Сузила поднялась и жестом пригласила его занять свой стул рядом с постелью. Доктор Роберт сел, склонился, взялся одной рукой за пальцы жены, а другую положил ей на лоб.
– Это я, – прошептал он.
– Наконец-то…
Он объяснил, что дерево упало на линию телефонных проводов. Никакой связи с высокогорной станцией не стало, кроме как по дороге. За ним отправили посыльного, но у того сломалась машина. Более двух часов потеряли впустую.
– Но, слава богу, – заключил доктор Роберт, – я все-таки теперь здесь.
Умирающая женщина глубоко вздохнула, открыла ненадолго глаза, посмотрела на него с улыбкой, а потом снова закрыла их.
– Я знала, что ты приедешь.
– Лакшми, – сказал он очень тихо и нежно. – Лакшми.
Он проводил кончиками пальцев по ее морщинистому лбу снова и снова.
– Моя малышка, любовь моя. – На его щеках блестели слезы, но голос оставался спокойным и твердым, словно нежность не ослабляла его, а только придавала звучности.
– Меня больше нет здесь, – прошептала Лакшми.
– Она там – в том углу, – пояснила Сузила для тестя. – Смотрит на свое тело, лежащее на постели.
– Но сейчас я вернулась. Я и боль, я и Свет, я и ты – мы все вместе.
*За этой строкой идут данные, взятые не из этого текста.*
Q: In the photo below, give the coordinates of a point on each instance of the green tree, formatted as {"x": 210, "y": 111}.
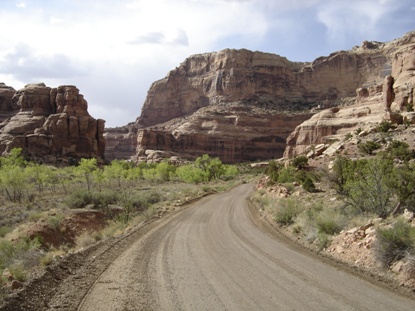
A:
{"x": 190, "y": 174}
{"x": 13, "y": 175}
{"x": 369, "y": 191}
{"x": 273, "y": 171}
{"x": 85, "y": 170}
{"x": 300, "y": 162}
{"x": 402, "y": 181}
{"x": 40, "y": 175}
{"x": 165, "y": 171}
{"x": 212, "y": 168}
{"x": 399, "y": 150}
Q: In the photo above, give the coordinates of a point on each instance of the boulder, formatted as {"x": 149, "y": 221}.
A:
{"x": 52, "y": 123}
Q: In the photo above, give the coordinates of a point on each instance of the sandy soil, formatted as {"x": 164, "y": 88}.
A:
{"x": 208, "y": 256}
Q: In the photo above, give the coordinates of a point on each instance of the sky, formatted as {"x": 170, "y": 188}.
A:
{"x": 113, "y": 50}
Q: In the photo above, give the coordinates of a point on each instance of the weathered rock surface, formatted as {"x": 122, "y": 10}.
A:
{"x": 193, "y": 109}
{"x": 7, "y": 107}
{"x": 389, "y": 100}
{"x": 233, "y": 132}
{"x": 121, "y": 142}
{"x": 52, "y": 124}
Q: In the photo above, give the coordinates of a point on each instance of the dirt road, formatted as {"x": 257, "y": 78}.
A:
{"x": 212, "y": 257}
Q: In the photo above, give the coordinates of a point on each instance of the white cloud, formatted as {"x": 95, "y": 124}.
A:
{"x": 56, "y": 20}
{"x": 114, "y": 50}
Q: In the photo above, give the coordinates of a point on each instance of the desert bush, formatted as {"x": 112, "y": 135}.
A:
{"x": 286, "y": 210}
{"x": 330, "y": 222}
{"x": 384, "y": 126}
{"x": 82, "y": 198}
{"x": 4, "y": 230}
{"x": 190, "y": 174}
{"x": 410, "y": 267}
{"x": 393, "y": 243}
{"x": 20, "y": 252}
{"x": 368, "y": 189}
{"x": 308, "y": 184}
{"x": 103, "y": 199}
{"x": 287, "y": 174}
{"x": 55, "y": 222}
{"x": 399, "y": 150}
{"x": 79, "y": 199}
{"x": 18, "y": 271}
{"x": 273, "y": 170}
{"x": 165, "y": 171}
{"x": 300, "y": 162}
{"x": 323, "y": 240}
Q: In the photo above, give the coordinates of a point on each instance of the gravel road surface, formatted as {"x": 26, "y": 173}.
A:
{"x": 211, "y": 256}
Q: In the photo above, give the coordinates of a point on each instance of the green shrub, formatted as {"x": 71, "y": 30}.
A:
{"x": 273, "y": 171}
{"x": 55, "y": 222}
{"x": 4, "y": 230}
{"x": 393, "y": 243}
{"x": 79, "y": 199}
{"x": 82, "y": 198}
{"x": 348, "y": 136}
{"x": 18, "y": 271}
{"x": 384, "y": 126}
{"x": 300, "y": 162}
{"x": 190, "y": 174}
{"x": 287, "y": 174}
{"x": 368, "y": 190}
{"x": 285, "y": 211}
{"x": 399, "y": 150}
{"x": 323, "y": 241}
{"x": 329, "y": 224}
{"x": 103, "y": 199}
{"x": 308, "y": 184}
{"x": 368, "y": 147}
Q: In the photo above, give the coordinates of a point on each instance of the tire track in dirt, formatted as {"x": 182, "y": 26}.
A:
{"x": 213, "y": 257}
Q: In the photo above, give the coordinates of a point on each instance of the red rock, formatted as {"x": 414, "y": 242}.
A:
{"x": 52, "y": 123}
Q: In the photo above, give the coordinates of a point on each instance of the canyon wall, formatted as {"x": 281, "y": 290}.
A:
{"x": 50, "y": 124}
{"x": 390, "y": 100}
{"x": 193, "y": 109}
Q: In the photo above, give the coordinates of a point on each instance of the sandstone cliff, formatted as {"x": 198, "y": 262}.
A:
{"x": 391, "y": 100}
{"x": 193, "y": 109}
{"x": 121, "y": 142}
{"x": 52, "y": 124}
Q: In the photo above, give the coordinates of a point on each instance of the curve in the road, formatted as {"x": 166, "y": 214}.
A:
{"x": 212, "y": 257}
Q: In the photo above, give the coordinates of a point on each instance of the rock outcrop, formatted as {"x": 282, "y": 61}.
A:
{"x": 121, "y": 142}
{"x": 7, "y": 107}
{"x": 52, "y": 124}
{"x": 233, "y": 132}
{"x": 193, "y": 109}
{"x": 391, "y": 99}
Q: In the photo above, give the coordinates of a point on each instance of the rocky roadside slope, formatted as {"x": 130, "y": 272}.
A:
{"x": 195, "y": 109}
{"x": 49, "y": 124}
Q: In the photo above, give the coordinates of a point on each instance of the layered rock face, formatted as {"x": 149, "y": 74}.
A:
{"x": 52, "y": 124}
{"x": 193, "y": 110}
{"x": 269, "y": 93}
{"x": 7, "y": 107}
{"x": 121, "y": 142}
{"x": 233, "y": 132}
{"x": 389, "y": 100}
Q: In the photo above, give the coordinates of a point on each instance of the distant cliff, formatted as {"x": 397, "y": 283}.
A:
{"x": 49, "y": 124}
{"x": 199, "y": 106}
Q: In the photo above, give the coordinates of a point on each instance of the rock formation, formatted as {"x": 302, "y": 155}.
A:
{"x": 7, "y": 107}
{"x": 120, "y": 142}
{"x": 241, "y": 105}
{"x": 391, "y": 100}
{"x": 52, "y": 124}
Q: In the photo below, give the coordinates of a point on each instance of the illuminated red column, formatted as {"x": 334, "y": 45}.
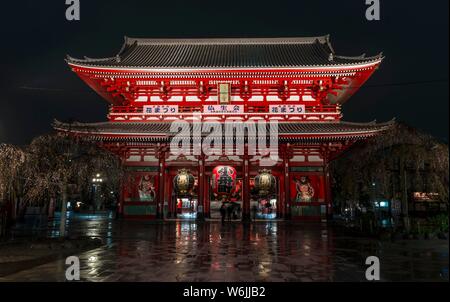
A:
{"x": 201, "y": 187}
{"x": 328, "y": 194}
{"x": 246, "y": 189}
{"x": 287, "y": 188}
{"x": 161, "y": 184}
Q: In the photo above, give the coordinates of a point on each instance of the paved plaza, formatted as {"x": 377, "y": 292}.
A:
{"x": 261, "y": 251}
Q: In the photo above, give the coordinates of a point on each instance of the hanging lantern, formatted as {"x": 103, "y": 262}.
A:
{"x": 223, "y": 181}
{"x": 183, "y": 182}
{"x": 265, "y": 183}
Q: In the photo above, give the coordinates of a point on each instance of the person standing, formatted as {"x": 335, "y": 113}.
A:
{"x": 223, "y": 212}
{"x": 229, "y": 212}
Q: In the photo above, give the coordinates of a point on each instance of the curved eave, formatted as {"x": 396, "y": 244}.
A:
{"x": 150, "y": 70}
{"x": 158, "y": 137}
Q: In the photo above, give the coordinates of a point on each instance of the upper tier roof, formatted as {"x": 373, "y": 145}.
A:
{"x": 225, "y": 53}
{"x": 160, "y": 131}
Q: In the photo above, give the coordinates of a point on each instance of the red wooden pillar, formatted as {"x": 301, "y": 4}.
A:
{"x": 281, "y": 197}
{"x": 122, "y": 191}
{"x": 161, "y": 183}
{"x": 201, "y": 187}
{"x": 287, "y": 187}
{"x": 328, "y": 196}
{"x": 207, "y": 197}
{"x": 168, "y": 194}
{"x": 246, "y": 189}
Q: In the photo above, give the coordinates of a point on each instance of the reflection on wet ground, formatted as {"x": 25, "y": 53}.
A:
{"x": 263, "y": 251}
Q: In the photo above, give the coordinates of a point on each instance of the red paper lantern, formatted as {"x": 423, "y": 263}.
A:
{"x": 223, "y": 181}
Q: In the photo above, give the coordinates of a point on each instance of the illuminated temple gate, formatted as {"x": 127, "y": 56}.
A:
{"x": 299, "y": 82}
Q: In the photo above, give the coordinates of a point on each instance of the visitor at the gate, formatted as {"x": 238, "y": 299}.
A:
{"x": 223, "y": 212}
{"x": 254, "y": 211}
{"x": 229, "y": 212}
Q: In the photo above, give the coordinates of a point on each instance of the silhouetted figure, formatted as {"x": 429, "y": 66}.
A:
{"x": 223, "y": 212}
{"x": 254, "y": 211}
{"x": 229, "y": 212}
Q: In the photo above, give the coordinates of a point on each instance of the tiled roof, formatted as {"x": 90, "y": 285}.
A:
{"x": 225, "y": 53}
{"x": 160, "y": 131}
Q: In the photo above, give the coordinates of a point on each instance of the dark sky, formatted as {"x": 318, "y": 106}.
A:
{"x": 37, "y": 86}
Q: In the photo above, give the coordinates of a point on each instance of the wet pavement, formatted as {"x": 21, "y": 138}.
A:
{"x": 262, "y": 251}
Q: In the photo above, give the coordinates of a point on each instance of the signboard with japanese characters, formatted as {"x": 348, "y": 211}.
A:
{"x": 160, "y": 109}
{"x": 287, "y": 109}
{"x": 224, "y": 90}
{"x": 223, "y": 109}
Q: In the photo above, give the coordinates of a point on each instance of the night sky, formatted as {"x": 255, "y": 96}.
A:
{"x": 37, "y": 85}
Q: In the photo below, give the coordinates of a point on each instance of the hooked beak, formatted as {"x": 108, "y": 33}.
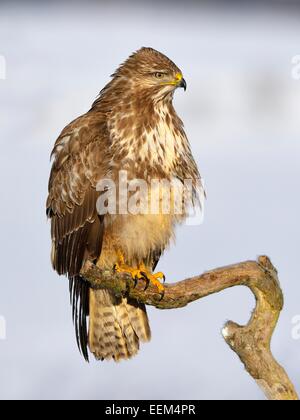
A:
{"x": 183, "y": 84}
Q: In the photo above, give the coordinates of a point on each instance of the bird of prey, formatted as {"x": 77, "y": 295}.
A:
{"x": 132, "y": 127}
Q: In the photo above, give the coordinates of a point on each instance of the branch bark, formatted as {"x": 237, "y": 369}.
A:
{"x": 252, "y": 343}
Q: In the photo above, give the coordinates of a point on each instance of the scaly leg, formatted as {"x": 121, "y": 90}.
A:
{"x": 141, "y": 272}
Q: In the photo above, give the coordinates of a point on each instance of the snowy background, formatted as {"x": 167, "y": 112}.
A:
{"x": 241, "y": 113}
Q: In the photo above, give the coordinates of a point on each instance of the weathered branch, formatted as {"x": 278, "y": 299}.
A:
{"x": 252, "y": 342}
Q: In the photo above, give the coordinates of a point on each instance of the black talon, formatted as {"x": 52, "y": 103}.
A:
{"x": 136, "y": 279}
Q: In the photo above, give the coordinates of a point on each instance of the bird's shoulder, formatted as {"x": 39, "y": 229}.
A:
{"x": 80, "y": 158}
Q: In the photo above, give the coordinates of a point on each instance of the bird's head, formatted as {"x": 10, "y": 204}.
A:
{"x": 152, "y": 73}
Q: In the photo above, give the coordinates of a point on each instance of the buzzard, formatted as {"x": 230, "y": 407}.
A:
{"x": 132, "y": 128}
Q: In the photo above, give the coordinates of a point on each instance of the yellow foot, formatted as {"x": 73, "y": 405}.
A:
{"x": 141, "y": 273}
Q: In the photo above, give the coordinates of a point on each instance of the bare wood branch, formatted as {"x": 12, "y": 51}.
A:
{"x": 252, "y": 343}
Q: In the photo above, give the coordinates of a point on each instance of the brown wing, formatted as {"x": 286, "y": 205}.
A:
{"x": 79, "y": 162}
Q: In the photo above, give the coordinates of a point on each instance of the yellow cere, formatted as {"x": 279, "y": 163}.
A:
{"x": 178, "y": 79}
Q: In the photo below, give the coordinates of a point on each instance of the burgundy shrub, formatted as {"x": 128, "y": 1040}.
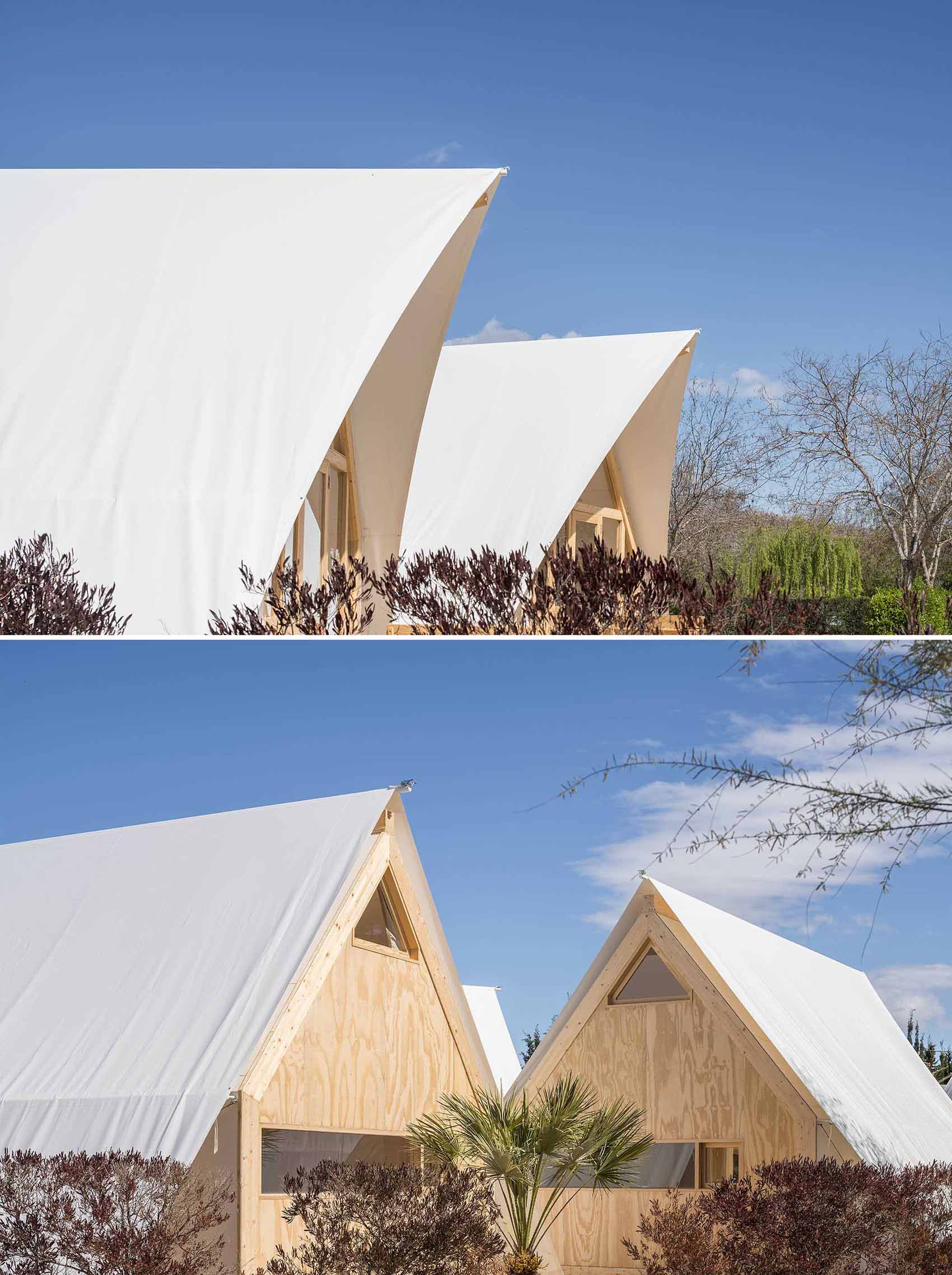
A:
{"x": 116, "y": 1213}
{"x": 374, "y": 1219}
{"x": 340, "y": 606}
{"x": 592, "y": 590}
{"x": 805, "y": 1217}
{"x": 41, "y": 593}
Снова вскрикнул павлин, а затем сквозь неумолчное жужжание насекомых, служившее здесь, в тропиках, заменой тишине, издалека, но очень отчетливо донеслись звуки веселой музыки: переливы флейты, звон струн, равномерные ритмы барабанов.
– Вслушайся, – сказал доктор Роберт. – Ты слышишь это? Они танцуют.
– Танцуют, – повторила Лакшми. – Танцуют.
– Танцуют так легко, – прошептала Сузила, – словно у них появились крылья.
Музыка стала доноситься еще более отчетливо.
– Это танец «Первое знакомство», – сказала Сузила.
– «Первое знакомство», Роберт. Ты помнишь?
– Разве я смог бы его забыть?
Да, подумал Уилл, разве такое забывается? Разве можно забыть ту, другую музыку в отдалении, а рядом – неестественно частое и поверхностное дыхание умирающей женщины, направленное прямо в ухо мальчику? В доме через дорогу кто-то упражнялся, играя на фортепиано один из вальсов Брамса, которые так любила прежде тетушка Мэри. И-и раз, два, три. Раз, два, три. И-и… Отвратительная незнакомка, которая была когда-то тетей Мэри, вдруг вышла из своего искусственного ступора и открыла глаза. Выражение крайнего раздражения скривило пожелтевшее утомленное лицо. «Пойди и скажи, чтобы они это прекратили», – почти прокричал охрипший неузнаваемый голос. А потом линии злобы на лице сменились линиями отчаяния, и эта чужая, такая неприятная женщина разразилась неудержимыми рыданиями. Эти вальсы Брамса были когда-то частью ее репертуара, которая особенно нравилась Фрэнку.